Cannot get the "do" operator to work for front door criteria with and unobserved criteria ...
grahamharrison68 opened this issue · comments
Subject of the issue
Describe your issue here.
Your environment
- pgmpy 0.1.20
- Python 3.8
- Windows 10
Steps to reproduce
edges : list = [("smoker", "tar"), ("tar", "cancer"), ("U", "smoker"), ("U", "cancer")]
from pgmpy.models import BayesianNetwork
from pgmpy.inference import CausalInference
causal_model = BayesianNetwork(edges)
causal_model.fit(df_smoking)
causal_model.check_model()
Expected behaviour
model fits so that a call to do -
causal_inference = CausalInference(causal_model)
do_smokling = causal_inference.query(variables=["cancer"], do={"smoker": 1}, show_progress=False)
... will use the front-door adjustment formula to calculate the effect of smoking on cancer
Actual behaviour
ValueError: Maximum Likelihood Estimator works only for models with all observed variables. Found latent variables: set().

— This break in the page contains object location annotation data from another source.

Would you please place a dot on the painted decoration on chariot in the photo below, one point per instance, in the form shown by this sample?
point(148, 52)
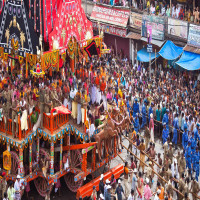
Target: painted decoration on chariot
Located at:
point(37, 72)
point(7, 160)
point(16, 29)
point(71, 22)
point(50, 59)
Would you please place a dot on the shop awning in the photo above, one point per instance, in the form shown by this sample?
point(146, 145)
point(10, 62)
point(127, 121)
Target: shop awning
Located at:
point(170, 51)
point(110, 15)
point(155, 42)
point(135, 36)
point(189, 61)
point(143, 55)
point(191, 49)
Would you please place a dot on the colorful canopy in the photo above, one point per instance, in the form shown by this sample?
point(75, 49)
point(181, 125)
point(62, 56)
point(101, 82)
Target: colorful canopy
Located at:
point(17, 31)
point(189, 61)
point(71, 22)
point(61, 109)
point(170, 51)
point(143, 55)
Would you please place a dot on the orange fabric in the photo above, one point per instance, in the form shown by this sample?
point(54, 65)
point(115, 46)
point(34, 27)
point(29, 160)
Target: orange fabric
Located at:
point(126, 170)
point(60, 82)
point(97, 80)
point(103, 86)
point(103, 74)
point(161, 195)
point(133, 135)
point(77, 72)
point(86, 74)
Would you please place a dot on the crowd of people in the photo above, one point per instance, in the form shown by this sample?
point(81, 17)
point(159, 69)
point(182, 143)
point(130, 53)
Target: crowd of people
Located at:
point(163, 104)
point(10, 190)
point(161, 8)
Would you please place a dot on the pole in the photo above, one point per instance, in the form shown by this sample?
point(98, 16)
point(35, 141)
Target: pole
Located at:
point(150, 65)
point(170, 8)
point(155, 62)
point(86, 7)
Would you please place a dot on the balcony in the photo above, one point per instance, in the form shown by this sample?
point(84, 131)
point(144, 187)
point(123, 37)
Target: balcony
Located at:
point(52, 122)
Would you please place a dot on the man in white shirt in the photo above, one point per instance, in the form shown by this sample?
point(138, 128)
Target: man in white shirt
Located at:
point(131, 196)
point(17, 187)
point(177, 10)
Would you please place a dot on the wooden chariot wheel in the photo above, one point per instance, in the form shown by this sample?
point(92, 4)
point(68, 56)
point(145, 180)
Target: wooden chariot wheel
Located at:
point(75, 168)
point(15, 163)
point(41, 183)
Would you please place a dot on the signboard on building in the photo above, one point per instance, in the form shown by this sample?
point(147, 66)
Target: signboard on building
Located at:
point(110, 29)
point(136, 20)
point(157, 24)
point(109, 15)
point(178, 28)
point(149, 48)
point(194, 35)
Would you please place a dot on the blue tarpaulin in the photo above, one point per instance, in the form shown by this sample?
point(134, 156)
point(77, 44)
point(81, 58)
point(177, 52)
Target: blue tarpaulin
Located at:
point(170, 51)
point(143, 55)
point(189, 61)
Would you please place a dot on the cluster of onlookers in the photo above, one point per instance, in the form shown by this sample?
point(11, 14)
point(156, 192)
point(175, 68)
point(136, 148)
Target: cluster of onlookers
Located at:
point(161, 8)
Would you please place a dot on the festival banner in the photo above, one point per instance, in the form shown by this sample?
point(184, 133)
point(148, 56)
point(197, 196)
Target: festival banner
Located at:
point(109, 15)
point(178, 28)
point(157, 24)
point(194, 35)
point(136, 20)
point(110, 29)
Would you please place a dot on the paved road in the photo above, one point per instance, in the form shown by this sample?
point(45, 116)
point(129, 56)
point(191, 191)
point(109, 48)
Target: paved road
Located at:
point(66, 194)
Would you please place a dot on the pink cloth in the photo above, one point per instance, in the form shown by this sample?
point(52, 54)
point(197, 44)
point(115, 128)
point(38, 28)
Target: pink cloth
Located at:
point(58, 185)
point(151, 124)
point(147, 192)
point(109, 96)
point(70, 80)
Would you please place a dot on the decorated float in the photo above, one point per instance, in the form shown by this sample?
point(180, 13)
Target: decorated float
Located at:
point(59, 149)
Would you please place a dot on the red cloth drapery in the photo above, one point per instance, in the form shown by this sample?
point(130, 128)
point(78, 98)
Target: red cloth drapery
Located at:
point(71, 21)
point(50, 11)
point(61, 109)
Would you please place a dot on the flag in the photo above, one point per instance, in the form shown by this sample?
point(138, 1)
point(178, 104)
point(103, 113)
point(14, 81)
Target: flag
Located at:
point(92, 49)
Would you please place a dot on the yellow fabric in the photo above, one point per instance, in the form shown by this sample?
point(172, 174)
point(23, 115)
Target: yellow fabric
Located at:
point(126, 170)
point(120, 93)
point(35, 91)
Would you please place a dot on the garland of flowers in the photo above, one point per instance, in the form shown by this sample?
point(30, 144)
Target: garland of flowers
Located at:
point(50, 59)
point(55, 59)
point(1, 52)
point(117, 123)
point(71, 48)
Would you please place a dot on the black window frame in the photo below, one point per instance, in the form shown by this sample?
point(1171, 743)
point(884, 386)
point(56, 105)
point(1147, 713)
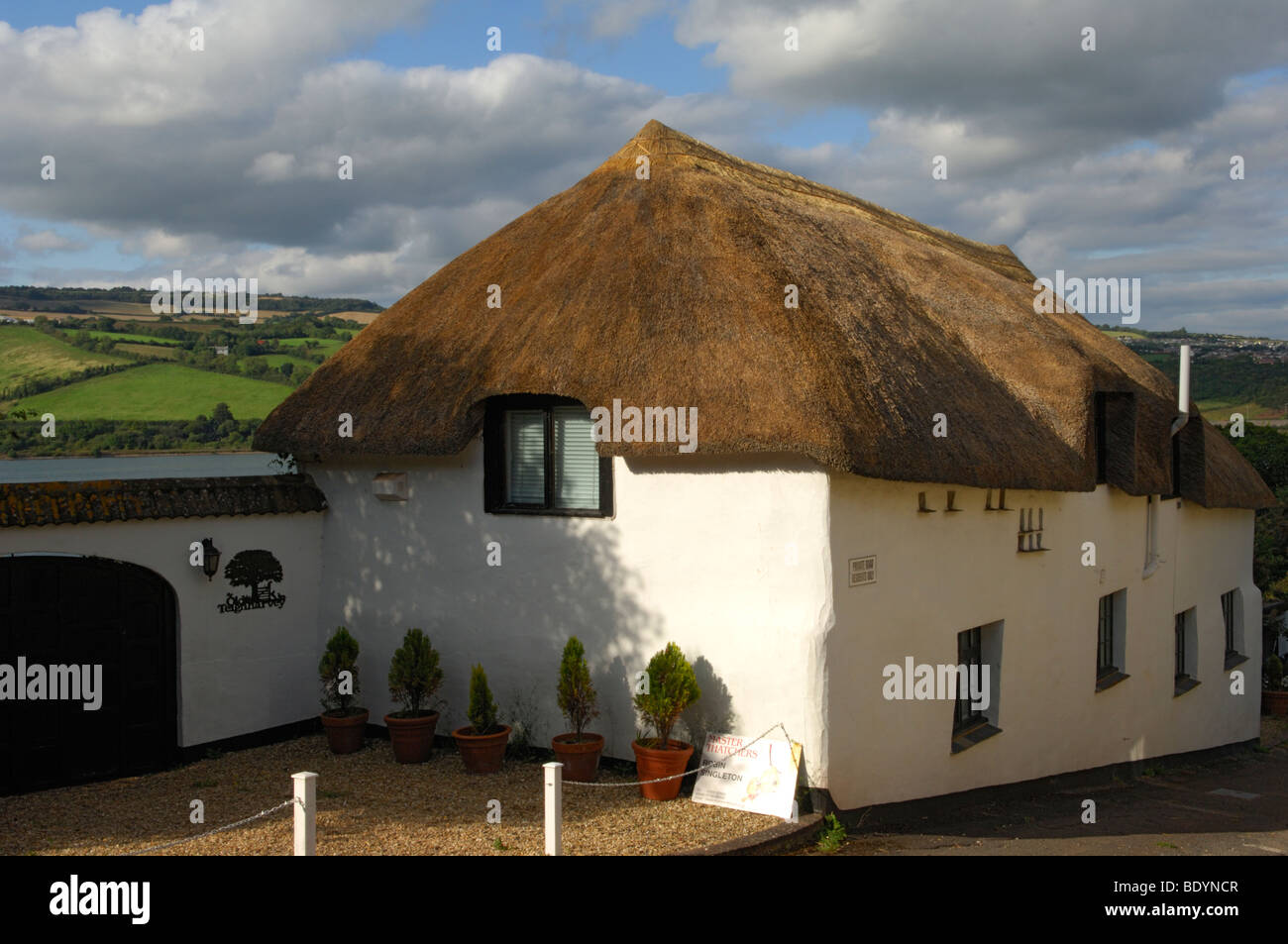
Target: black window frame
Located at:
point(494, 459)
point(1228, 617)
point(964, 715)
point(1106, 638)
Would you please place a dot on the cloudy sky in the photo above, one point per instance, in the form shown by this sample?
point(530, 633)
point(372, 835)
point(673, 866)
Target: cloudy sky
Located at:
point(222, 161)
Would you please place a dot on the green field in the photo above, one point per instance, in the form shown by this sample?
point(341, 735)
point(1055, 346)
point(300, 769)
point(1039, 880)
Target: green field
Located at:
point(1124, 333)
point(1219, 411)
point(159, 391)
point(326, 346)
point(125, 336)
point(27, 355)
point(154, 351)
point(274, 361)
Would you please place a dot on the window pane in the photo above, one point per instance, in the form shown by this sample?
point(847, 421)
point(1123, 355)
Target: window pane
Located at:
point(576, 464)
point(526, 462)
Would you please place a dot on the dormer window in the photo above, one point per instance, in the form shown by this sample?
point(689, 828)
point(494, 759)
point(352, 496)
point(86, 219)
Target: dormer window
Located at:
point(540, 459)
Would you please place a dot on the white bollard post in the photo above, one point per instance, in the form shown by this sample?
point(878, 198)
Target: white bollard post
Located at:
point(554, 807)
point(305, 813)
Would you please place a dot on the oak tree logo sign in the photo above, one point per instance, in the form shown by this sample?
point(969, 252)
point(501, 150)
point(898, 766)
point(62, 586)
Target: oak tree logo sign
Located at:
point(257, 570)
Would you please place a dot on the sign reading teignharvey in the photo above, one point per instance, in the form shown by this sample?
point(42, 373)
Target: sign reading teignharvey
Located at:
point(759, 778)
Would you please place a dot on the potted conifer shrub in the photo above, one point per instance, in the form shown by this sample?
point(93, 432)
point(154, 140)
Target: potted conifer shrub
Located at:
point(413, 678)
point(1274, 695)
point(343, 720)
point(671, 687)
point(579, 750)
point(482, 742)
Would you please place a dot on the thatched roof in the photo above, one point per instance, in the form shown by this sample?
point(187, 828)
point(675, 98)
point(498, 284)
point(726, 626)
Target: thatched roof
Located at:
point(669, 291)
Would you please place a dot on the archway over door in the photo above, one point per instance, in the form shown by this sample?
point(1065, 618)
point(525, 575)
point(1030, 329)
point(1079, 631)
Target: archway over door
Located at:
point(69, 610)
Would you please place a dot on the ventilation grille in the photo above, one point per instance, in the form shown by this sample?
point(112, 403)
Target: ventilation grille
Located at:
point(863, 571)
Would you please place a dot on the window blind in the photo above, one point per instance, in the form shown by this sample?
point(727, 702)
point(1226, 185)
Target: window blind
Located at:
point(526, 469)
point(576, 464)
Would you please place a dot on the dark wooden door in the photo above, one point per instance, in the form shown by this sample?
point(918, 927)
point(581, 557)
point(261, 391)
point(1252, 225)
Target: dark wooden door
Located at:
point(63, 610)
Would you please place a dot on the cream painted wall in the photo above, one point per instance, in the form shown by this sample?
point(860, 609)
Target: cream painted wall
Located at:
point(239, 673)
point(697, 554)
point(941, 574)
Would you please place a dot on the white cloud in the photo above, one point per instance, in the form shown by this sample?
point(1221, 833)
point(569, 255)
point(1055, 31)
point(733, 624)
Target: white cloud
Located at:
point(46, 241)
point(271, 166)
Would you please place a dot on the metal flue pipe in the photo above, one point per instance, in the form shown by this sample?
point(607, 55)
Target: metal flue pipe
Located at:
point(1183, 391)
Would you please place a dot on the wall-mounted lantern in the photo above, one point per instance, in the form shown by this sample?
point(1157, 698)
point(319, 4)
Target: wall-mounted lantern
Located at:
point(209, 558)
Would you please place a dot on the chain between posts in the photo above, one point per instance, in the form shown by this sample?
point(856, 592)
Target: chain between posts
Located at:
point(696, 771)
point(220, 828)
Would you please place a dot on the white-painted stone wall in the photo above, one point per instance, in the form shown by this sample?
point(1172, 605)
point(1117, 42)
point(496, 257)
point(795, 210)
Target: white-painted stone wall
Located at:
point(941, 574)
point(697, 554)
point(239, 673)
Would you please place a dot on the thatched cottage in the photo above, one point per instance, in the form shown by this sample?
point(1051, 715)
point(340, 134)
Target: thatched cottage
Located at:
point(897, 463)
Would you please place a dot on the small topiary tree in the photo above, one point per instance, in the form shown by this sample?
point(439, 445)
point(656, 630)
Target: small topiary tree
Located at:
point(340, 656)
point(671, 687)
point(413, 675)
point(578, 695)
point(482, 707)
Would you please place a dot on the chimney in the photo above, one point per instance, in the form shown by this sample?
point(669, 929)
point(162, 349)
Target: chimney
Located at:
point(1183, 391)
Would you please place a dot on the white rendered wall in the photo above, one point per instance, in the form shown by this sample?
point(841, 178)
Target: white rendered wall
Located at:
point(941, 574)
point(239, 673)
point(697, 554)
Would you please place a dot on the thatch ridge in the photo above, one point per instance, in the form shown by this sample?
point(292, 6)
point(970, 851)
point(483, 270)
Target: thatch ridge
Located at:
point(669, 291)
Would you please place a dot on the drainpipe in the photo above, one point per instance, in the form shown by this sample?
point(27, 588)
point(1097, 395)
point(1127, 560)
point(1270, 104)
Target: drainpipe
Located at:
point(1183, 395)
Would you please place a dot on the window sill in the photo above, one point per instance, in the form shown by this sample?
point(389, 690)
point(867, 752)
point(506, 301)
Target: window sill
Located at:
point(549, 513)
point(969, 737)
point(1111, 681)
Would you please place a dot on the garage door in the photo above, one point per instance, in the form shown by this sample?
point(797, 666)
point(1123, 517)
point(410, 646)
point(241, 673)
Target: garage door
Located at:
point(80, 613)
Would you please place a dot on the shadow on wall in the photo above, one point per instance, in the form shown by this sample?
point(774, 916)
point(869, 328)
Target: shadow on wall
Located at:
point(712, 713)
point(390, 566)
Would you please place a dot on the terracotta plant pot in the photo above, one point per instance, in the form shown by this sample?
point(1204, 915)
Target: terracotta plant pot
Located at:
point(1274, 703)
point(580, 760)
point(412, 738)
point(344, 732)
point(482, 752)
point(651, 763)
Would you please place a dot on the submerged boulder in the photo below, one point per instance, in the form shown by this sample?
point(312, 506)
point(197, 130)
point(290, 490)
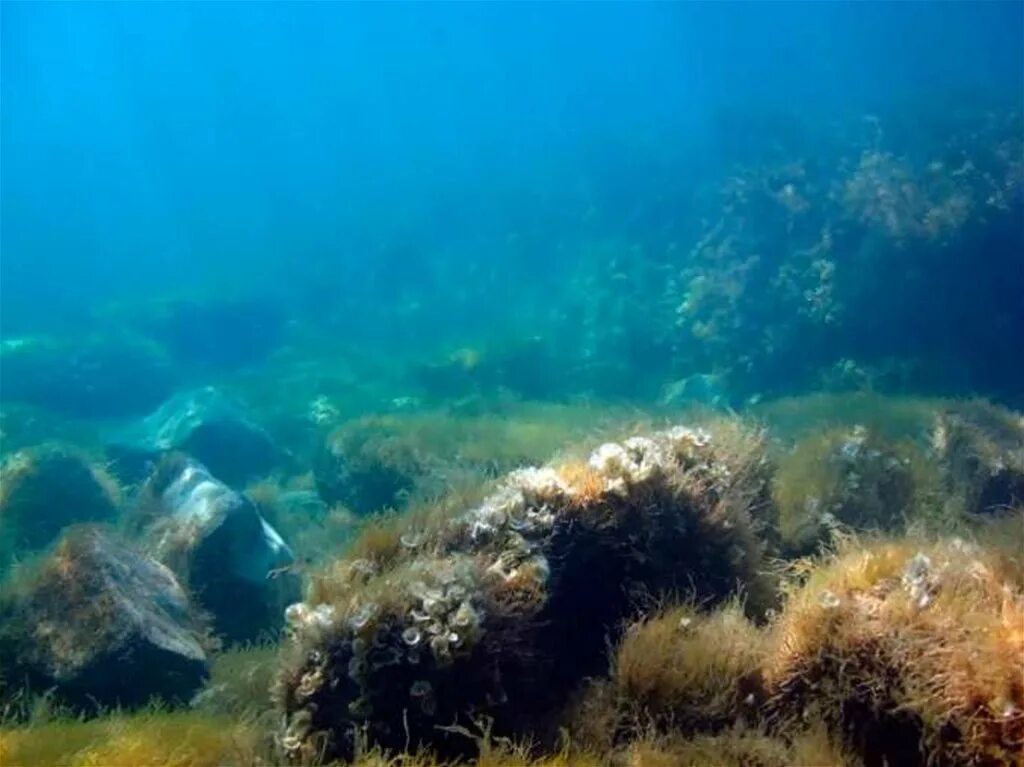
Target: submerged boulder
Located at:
point(980, 448)
point(500, 610)
point(205, 423)
point(218, 544)
point(850, 477)
point(102, 625)
point(46, 487)
point(95, 377)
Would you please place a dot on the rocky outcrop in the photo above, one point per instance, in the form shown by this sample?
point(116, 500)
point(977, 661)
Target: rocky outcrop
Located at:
point(102, 625)
point(46, 487)
point(215, 540)
point(502, 609)
point(205, 423)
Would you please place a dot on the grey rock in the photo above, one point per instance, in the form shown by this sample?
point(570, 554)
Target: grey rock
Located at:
point(205, 423)
point(232, 559)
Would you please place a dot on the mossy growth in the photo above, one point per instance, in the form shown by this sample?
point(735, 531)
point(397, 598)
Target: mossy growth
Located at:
point(739, 748)
point(240, 682)
point(912, 650)
point(853, 478)
point(148, 738)
point(46, 487)
point(679, 671)
point(503, 607)
point(981, 450)
point(99, 625)
point(385, 460)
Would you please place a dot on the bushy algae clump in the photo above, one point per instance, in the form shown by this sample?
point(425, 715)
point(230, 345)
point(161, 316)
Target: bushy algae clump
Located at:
point(980, 448)
point(503, 608)
point(851, 477)
point(681, 671)
point(913, 650)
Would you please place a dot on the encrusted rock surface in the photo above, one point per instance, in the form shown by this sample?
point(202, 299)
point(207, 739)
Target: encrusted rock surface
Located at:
point(500, 610)
point(102, 625)
point(231, 559)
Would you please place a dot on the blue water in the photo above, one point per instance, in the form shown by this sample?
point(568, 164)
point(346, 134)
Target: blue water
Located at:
point(427, 176)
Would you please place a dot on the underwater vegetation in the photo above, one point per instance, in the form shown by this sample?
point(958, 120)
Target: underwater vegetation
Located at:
point(648, 457)
point(643, 600)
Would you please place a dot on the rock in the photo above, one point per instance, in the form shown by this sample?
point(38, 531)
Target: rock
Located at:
point(95, 377)
point(45, 488)
point(205, 423)
point(102, 625)
point(218, 544)
point(980, 448)
point(501, 610)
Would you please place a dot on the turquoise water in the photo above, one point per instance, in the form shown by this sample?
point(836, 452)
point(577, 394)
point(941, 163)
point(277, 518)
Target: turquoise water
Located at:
point(411, 179)
point(270, 269)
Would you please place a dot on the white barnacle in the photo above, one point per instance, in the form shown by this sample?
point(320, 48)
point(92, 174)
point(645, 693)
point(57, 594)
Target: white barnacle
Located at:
point(361, 618)
point(610, 459)
point(829, 600)
point(465, 616)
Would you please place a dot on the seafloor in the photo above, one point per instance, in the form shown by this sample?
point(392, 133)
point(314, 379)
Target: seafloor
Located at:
point(739, 501)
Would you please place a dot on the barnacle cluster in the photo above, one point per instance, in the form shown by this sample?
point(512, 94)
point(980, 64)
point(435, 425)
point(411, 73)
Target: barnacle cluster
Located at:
point(470, 614)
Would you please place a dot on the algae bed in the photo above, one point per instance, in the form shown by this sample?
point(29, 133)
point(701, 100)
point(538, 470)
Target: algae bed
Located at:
point(512, 385)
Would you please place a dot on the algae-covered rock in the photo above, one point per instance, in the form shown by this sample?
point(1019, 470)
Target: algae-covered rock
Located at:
point(851, 477)
point(368, 465)
point(217, 543)
point(46, 487)
point(95, 377)
point(207, 424)
point(981, 450)
point(102, 625)
point(500, 610)
point(910, 650)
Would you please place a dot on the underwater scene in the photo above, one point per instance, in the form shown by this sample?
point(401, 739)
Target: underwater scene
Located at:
point(536, 384)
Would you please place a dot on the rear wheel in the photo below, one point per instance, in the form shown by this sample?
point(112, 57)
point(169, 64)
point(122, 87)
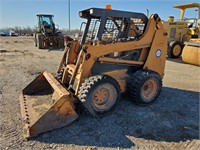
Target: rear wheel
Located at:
point(99, 94)
point(144, 87)
point(174, 49)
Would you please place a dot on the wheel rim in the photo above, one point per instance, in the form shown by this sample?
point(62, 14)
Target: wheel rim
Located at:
point(149, 90)
point(177, 50)
point(104, 97)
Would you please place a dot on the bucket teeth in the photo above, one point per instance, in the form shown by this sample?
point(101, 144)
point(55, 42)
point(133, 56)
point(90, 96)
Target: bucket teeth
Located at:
point(39, 112)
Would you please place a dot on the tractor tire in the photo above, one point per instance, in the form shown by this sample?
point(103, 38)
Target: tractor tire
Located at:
point(40, 41)
point(144, 87)
point(99, 94)
point(174, 49)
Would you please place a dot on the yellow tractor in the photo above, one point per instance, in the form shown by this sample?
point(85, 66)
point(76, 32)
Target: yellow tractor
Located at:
point(47, 36)
point(182, 30)
point(119, 52)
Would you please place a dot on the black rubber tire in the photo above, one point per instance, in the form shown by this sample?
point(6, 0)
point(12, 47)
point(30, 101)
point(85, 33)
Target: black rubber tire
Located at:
point(87, 94)
point(40, 41)
point(170, 49)
point(136, 83)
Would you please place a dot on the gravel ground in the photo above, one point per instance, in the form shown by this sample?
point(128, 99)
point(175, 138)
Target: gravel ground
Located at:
point(172, 122)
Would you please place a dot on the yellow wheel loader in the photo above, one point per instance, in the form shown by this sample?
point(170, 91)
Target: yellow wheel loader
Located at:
point(119, 52)
point(182, 30)
point(191, 52)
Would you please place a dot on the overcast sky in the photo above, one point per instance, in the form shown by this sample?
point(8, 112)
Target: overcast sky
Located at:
point(23, 12)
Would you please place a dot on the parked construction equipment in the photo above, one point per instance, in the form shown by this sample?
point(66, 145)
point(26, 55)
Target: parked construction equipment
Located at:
point(119, 52)
point(182, 30)
point(47, 36)
point(191, 52)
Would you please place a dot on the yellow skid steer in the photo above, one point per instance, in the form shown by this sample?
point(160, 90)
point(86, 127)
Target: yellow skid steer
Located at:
point(118, 52)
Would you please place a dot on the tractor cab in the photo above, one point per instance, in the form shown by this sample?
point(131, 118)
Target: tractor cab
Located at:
point(106, 25)
point(192, 23)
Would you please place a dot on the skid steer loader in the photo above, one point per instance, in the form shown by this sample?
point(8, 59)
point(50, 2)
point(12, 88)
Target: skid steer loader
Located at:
point(119, 52)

I think you should use Expected Maximization algorithm, which do support unobserved data.
I assume that underneath the DO operator uses Maximum Likelihood Estimator. But I'm not sure if one can modify that easily.
Appreciate the comment, thanks. I believe I have tried that with the same results, but if you have any sample code I would love to see it. Thanks
@jaimeperezsanchez @grahamharrison68 For missing data Expectation Maximization should be able to learn the model parameters. But there seems to be a bug in inference with the front-door criterion as well.